Kebijakan tersebut belum pernah terjadi dalam satu abad terakhir. Selain itu, respons China, Uni Eropa, Kanada, dan negara lainnya perihal tarif impor AS pun bisa berpengaruh pada kondisi ekonomi.
Proyeksi ekonomi Bank Dunia dan IMF
Pada hari Selasa, IMF menurunkan proyeksi ekonominya untuk Amerika Serikat, China, dan sebagian besar negara lainnya. IMF juga memperingatkan eskalasi ketegangan perdagangan dapat berpotensi memperlambat pertumbuhan ekonomi.
IMF memperkirakan pertumbuhan global akan berada di angka 2,8% pada 2025. Perkiraan itu turun setengah poin persentase dibandingkan proyeksi pada Januari lalu.
Meskipun Bank Dunia baru akan mengumumkan proyeksi terbarunya pada bulan Juni, Gill menyatakan konsensus para ekonom global menunjukkan adanya penurunan cukup besar dalam proyeksi pertumbuhan dan volume perdagangan.
Indeks ketidakpastian yang sudah berada pada tingkat tinggi dibandingkan satu dekade lalu, kembali melonjak menyusul pengumuman tarif impor Trump pada 2 April.
Gill menuturkan bahwa dibandingkan krisis keuangan global 2008-2009 dan pandemi Covid-19, guncangan ekonomi kali ini berakar dari kebijakan pemerintah.
Menurut Gill, kondisi ini semakin membebani pertumbuhan negara-negara berkembang.

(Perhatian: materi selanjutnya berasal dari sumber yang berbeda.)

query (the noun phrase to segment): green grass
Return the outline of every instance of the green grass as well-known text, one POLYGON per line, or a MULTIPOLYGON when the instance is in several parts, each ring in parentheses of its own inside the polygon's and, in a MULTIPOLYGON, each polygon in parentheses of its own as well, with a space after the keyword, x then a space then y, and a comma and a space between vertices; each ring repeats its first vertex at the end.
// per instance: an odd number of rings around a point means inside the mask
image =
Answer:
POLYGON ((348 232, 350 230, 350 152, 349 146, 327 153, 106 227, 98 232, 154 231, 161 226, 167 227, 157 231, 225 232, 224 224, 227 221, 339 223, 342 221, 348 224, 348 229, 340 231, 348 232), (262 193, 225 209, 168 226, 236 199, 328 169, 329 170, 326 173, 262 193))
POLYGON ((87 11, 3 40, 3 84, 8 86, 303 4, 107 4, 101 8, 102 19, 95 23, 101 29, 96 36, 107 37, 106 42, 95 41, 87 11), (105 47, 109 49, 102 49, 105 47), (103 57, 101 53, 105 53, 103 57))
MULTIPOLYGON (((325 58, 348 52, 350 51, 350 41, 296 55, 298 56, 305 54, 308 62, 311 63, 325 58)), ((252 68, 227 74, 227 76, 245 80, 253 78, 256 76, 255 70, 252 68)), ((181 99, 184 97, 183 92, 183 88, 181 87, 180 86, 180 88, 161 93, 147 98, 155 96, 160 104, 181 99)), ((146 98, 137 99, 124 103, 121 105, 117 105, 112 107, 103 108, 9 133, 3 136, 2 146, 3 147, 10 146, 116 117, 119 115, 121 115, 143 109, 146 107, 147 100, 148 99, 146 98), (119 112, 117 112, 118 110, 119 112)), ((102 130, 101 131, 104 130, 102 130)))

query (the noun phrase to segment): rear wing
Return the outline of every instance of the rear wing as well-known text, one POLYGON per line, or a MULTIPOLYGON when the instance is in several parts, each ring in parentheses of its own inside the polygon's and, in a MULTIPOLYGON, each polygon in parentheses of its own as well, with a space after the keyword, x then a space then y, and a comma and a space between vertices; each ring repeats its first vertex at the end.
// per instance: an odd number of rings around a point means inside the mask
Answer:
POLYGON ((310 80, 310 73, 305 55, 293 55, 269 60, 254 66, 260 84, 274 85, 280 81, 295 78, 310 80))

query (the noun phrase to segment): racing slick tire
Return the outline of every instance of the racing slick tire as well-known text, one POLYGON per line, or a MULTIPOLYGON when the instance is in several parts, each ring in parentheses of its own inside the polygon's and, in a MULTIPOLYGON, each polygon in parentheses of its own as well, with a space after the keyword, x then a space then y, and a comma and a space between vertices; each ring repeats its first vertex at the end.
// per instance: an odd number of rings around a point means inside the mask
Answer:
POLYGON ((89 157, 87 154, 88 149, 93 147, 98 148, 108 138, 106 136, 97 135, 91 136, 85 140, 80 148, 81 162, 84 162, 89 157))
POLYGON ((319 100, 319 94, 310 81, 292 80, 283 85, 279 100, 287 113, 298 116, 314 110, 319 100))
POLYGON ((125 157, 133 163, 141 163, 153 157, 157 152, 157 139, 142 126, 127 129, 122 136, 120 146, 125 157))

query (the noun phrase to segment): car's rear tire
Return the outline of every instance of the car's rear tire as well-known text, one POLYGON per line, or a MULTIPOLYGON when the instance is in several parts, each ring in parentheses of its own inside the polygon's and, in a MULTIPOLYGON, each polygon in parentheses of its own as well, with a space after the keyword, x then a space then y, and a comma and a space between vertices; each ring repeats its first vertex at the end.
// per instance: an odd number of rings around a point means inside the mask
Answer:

Padahal, negara-negara tersebut mengalami perlambatan sekitar 6% dua dekade lalu. Sedangkan, pertumbuhan perdagangan global hanya diperkirakan mencapai 1,5%, jauh di bawah rata-rata 8% yang dicapai pada awal 2000-an.
Gill juga menyoroti aliran portofolio ke negara berkembang serta investasi langsung asing (FDI) mengalami penurunan. Hal ini serupa dengan tren yang terjadi pada masa krisis sebelumnya.
"FDI adalah 5% dari PDB di pasar negara berkembang selama masa-masa baik. Sekarang sebenarnya 1% dan aliran portofolio dan aliran FDI secara keseluruhan turun," katanya.
Ancaman utang dan pentingnya negosiasi dagang
Tingginya tingkat utang menyebabkan sekitar setengah dari 150 negara berkembang dan pasar berkembang kesulitan membayar utangnya. Bahkan, bisa jadi muncul risiko gagal bayar.
Tingkat utang dua kali lipat lebih besar dibandingkan pada 2024. Utang negara-negara berkembang dikhawatirkan akan terus bertambah jika ekonomi global terus melemah.
"Jika pertumbuhan global melambat, perdagangan melambat, lebih banyak negara dan suku bunga tetap tinggi, maka Anda akan membuat banyak negara ini mengalami kesulitan utang, termasuk beberapa yang merupakan eksportir komoditas," jelas Gill.
Ia juga menyebutkan bahwa pembayaran bunga bersih telah berada di angka 12%, naik dari 7% pada 2014.
"Tingkatnya bahkan lebih tinggi untuk negara-negara miskin, di mana biaya pembayaran utang menghabiskan 20% dari PDB sekarang, dibandingkan dengan 10% satu dekade lalu," tambah Gill.
Konsekuensinya, banyak negara harus mengurangi anggaran untuk sektor-sektor penting seperti pendidikan, layanan kesehatan, serta program pembangunan lainnya. Gill memperkirakan suku bunga akan tetap tinggi akibat meningkatnya ekspektasi inflasi.
Kondisi ini berpotensi memperburuk beban utang negara-negara jika mereka harus menerbitkan utang baru untuk membayar kewajiban lama.
Gill memberikan rekomendasi kepada negara-negara berkembang untuk segera menegosiasikan kesepakatan dengan Amerika Serikat. Tujuannya untuk menurunkan tarif impor sekaligus menghindari beban tarif tinggi dari AS.
Menurutnya, langkah tersebut diambil saat ini ketika tekanan dari AS mungkin bisa membantu melemahkan resistensi di dalam negeri. Upaya tersebut dapat memberikan dorongan pertumbuhan yang substansial.